女の嫉妬は怖いらしい。
おい、マジか!?
本当にキスする気かよ!?
「だ、ダメだよ、ハヤト!」
「さっき、今のお前ならキスできるって言っただろ? 証明してやるよ」
そんな証明いらん!
だが、ハヤトはお構いなしに唇を近づけて来て――
「だめぇぇぇぇぇぇ!!」
ドン、と力いっぱいハヤトを突き放すオレ。
と言っても力がないせいで、ハヤトはちょっとよろめいた程度だったけど。
とはいえ、突き飛ばしちまったのはマズイ。これじゃウソ彼女だと告白しちまったようなものだ。
慌てたオレは咄嗟に誤魔化した。
「そ、そういうのは人前でするものじゃありません!」
……咄嗟に出てきた言い訳がこれか。
三十七歳のオッサンが真っ赤な顔で言う言葉じゃねーな。ほんと。
ハヤトがさも愉快そうに笑った。
「な? 純情で可愛いだろ? 気取ったモデル女たちじゃこーはいかねえよな」
「……………っ!」
その言葉が癇に障ったのか、ホノカは唇を噛み締め、ズカズカとオレの方に歩いてきた。
まさかビンタするんじゃないだろうな!
と思ったら、そのままオレの横を通り過ぎただけだった。
だけど通り過ぎる瞬間、ハッキリとオレに告げた。
「絶っ対、奪ってやるから!」
そのままズカズカと去っていった。
お、女って怖ぇ……。
「やれやれ……まだ諦めてねーのかよ、アイツ。

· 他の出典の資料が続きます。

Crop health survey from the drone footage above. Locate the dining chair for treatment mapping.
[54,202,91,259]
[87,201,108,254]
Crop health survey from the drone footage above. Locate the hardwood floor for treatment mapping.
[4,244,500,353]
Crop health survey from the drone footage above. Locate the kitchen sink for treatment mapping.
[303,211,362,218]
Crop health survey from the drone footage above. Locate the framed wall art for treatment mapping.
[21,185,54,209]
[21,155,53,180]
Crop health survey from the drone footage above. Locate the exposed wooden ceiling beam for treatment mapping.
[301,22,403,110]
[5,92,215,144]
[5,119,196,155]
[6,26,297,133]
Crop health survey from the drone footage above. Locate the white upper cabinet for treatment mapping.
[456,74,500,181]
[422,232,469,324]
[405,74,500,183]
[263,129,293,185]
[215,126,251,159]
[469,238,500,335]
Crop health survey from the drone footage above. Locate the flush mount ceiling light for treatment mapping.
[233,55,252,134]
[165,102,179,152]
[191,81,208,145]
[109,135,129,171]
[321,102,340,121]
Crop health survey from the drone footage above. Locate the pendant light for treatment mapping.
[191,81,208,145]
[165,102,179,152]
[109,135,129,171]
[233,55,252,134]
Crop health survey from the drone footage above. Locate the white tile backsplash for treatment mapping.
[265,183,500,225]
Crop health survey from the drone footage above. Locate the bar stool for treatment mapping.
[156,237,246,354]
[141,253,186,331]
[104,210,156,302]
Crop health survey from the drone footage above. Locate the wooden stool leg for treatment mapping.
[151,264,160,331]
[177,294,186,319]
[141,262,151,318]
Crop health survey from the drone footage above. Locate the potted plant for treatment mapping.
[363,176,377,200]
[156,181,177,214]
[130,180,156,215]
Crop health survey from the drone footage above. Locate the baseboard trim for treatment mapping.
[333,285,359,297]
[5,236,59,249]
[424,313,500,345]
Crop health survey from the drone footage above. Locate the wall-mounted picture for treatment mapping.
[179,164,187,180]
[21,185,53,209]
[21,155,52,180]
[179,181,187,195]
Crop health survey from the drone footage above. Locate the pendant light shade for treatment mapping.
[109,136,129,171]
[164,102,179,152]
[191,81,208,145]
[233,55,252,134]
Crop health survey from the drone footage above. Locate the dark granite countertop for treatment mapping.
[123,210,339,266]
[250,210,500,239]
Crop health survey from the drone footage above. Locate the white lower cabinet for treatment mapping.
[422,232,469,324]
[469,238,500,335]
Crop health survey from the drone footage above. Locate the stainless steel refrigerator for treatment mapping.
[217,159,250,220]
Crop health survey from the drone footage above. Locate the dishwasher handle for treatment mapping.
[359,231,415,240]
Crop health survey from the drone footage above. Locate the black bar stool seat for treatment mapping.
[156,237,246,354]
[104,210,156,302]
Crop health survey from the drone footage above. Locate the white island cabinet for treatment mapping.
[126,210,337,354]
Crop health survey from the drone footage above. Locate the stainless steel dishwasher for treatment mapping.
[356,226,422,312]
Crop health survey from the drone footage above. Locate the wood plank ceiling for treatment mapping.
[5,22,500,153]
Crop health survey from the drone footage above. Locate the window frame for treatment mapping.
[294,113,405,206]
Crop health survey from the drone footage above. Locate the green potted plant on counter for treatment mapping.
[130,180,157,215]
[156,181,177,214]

カリスマモデルなんて性格歪んでるやつばっかだな」
お前が言うな。
「とにかく、これで僕の仕事は終わり! 約束通り明日から付き纏わないでよね。それじゃ!」
「帰るのか? 面倒なヤツの相手させちまった詫びに、メシ奢ってやるよ」
「いらない!」
オレはいい加減耐えきれなくなり、ハヤトを置いて駅の方へ歩き出した。
ハヤトは追いかけて来なかった。
はあ……まったく、酷い目に遭ったぜ……。
ピコン。
ラインが来た。
ハヤトからだ。
今日の待ち合わせのために(イヤイヤ)連絡先を交換していたのだ。
『初デート記念』
『結構いい写真じゃね?』
「こ、これは……!」
それはハヤトの彼女偽装工作のために撮った2ショット画像だった。
いかにも仲の良いカップルっぽく、肩を寄せ合う美男美女の二人が笑い合っている。
悔しいけど、確かに……
「い、いい写真だ……」
なんだかすごく、複雑な気持ちだった……。